Presented here is a collection of five short plays by Coming Out author, J.T. McDaniel. This collection includes: The Sixth Victim, To Kill a King, Burying Dad, It’s the Computer’s Fault, and Sunday Afternoon, treating on subjects as diverse as Jack the Ripper, a family dealing with incipient Alzheimer’s, an obsessive murderer, Claudius’ reasons for murdering his brother, and issues with a departed parent. All of these plays have a running time of an hour or less, and most need only small casts.

The Sixth Victim & Other Plays is available in print, Kindle, and audiobook editions.

The Sixth Victim: It is 1888, two days after the murder of Mary Kelly, officially the fifth and final victim of Jack the Ripper. An attractive, red-haired prostitute, Dina, brings a Man to her lodgings. Things he says make her suspect he may be the Ripper, but she doesn’t seem to care, even suggesting that she wouldn’t mind being dead. Ultimately, he pulls out a knife, revealing that he is, indeed, Jack the Ripper. Unfortunately for him, it turns out she was telling the truth when she claimed to have attempted suicide six centuries in the past.

Cast: 1 female, 1 male. Victorian setting and costumes.

To Kill a King: A prequel to William Shakespeare’s Hamlet, To Kill a King places the action in 1066. Hamlet’s father is still alive, and the prince’s relationship with his Uncle Claudius is actually rather close. As the story unfolds, it becomes clear that old King Hamlet was hardly the paragon his son believed. Publicly close, the king privately detests his wife, strongly suspects that his brother is Hamlet’s real father, and enjoys nothing quite so much as going off to war.

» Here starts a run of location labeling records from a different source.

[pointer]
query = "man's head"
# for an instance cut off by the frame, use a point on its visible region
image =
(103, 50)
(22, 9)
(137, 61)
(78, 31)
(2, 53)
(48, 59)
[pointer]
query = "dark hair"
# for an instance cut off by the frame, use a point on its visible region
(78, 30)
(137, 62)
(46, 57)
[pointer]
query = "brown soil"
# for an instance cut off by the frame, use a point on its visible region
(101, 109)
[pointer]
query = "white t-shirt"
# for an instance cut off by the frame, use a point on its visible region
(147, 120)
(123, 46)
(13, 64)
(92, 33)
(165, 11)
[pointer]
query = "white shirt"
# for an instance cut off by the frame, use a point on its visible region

He’s also a lot closer to Osric than one might expect. Things come to a crisis when the king hires a professional assassin to murder his wife, and his brother acts to prevent this, then takes drastic action to preclude further attempts. Because of a secret codicil to King Hamlet’s will that declares his son a bastard, Claudius becomes king, after swearing the Royal Council to secrecy. His marriage will not only unite him with a woman who has secretly loved him for thirty years, but also legitimize their son. He doesn’t consider the possibility that his brother’s ghost might decide to take revenge on all of them. Written in blank verse, with a running time of just under an hour. Would make a wonderful addition to any Shakespeare festival.

Cast: 2 female, 14 male (doubling possible). Medieval setting and costumes recommended.

Burying Dad: Brother and sister Joe and Mary are in a visitation room at the funeral home, with their dead father in a flag-draped casket. While they wait for his friends to show up for the funeral, they talk about their father, his effect on their lives, and about themselves. Joe is a retired Army general; Mary is still teaching elementary school. A good two-person play for older actors.

Cast: 1 female, 1 male. Contemporary setting and costumes.

It’s the Computer’s Fault: A monologue play with a cast of two. Rod is a farmer, very OCD, who takes things such as Internet personality tests as divine communication. So when one such test suggests his personality matches that of Ed Gein, the cannibalistic murderer who inspired such fictional characters as Norman Bates (Psycho) and Buffalo Bill (The Silence of the Lambs), he natural kidnaps Lucy, a teenage waitress at his favorite diner, brings her back to his home, and proceeds to explain just why he’s going to have to kill her and eat her. Only Rod speaks; Lucy is tied to a chair and gagged throughout.

Cast: 1 female, 1 male. Contemporary setting, casual clothing, waitress uniform.

Sunday Afternoon: After 45 years of marriage, Dave is starting to lose himself, and Norma, his wife, is naturally worried. He gets lost going to a supermarket half a mile away, forgets that he stopped smoking 40 years ago, and is generally having problems. He loves his wife, but doesn’t tell her anymore because he forgets that he didn’t do it. He can’t remember which of his daughter’s children is oldest, or whether his son is still alive. This one-act play tells what happens on a particular Sunday afternoon when his wife and daughter may be forced to confront the situation.

Cast: 2 female, 1 male. Contemporary setting and dress, winter.